Hsg wetzlar: erleichterung, euphorie und neue pläne für die zukunft!
Die HSG Wetzlar hat die dramatische Saison gerade überstanden, und die Erleichterung macht Platz für neue Ambitionen. Nach dem knappen Klassenerhalt schmieden die Handballer bereits ehrgeizige Pläne für die kommende Spielzeit – mit neuen Spielern, einem Co-Trainer und einem überraschenden Zuspruch der Fans.
Eine achterbahnfahrt mit happy end
Die Saison der HSG Wetzlar war alles andere als ruhige Angelegenheit. Ein enttäuschender Winter, gefolgt von einem kurzen Aufwärtstrend und schließlich ein nervenaufreibender Kampf um den Klassenerhalt – die Fans erlebten eine Achterbahnfahrt der Gefühle. Doch am Ende konnten die Wetzlarer im letzten Spiel gegen Meister Magdeburg die Klasse halten, was zu frenetischen Jubel in der Halle führte.

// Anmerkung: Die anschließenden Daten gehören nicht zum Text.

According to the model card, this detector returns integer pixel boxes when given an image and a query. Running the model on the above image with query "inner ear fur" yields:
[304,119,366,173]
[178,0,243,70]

„Die letzten Wochen waren extrem“, gab Geschäftsführer Björn Seipp zu. „Die Anspannung war groß, deshalb fehlte am Sonntag die Kraft, um das ordentlich zu feiern.“ Doch die Erleichterung wich schnell der Euphorie. Wie Allendorf feststellte: „Leute haben gesehen, was mit der Mannschaft passiert ist. Es ist schön, dass es nicht nur mir so ging.“
Ein positiver Trend
Die Nachricht vom Klassenerhalt schlug zudem ein wie ein Feuerwerk. Viele ehemalige Dauerkarteninhaber, die ihre Karten im Winter storniert hatten, wollen sie nun zurückhaben. Ein Zeichen dafür, dass die HSG wieder mehr Fans begeistern kann.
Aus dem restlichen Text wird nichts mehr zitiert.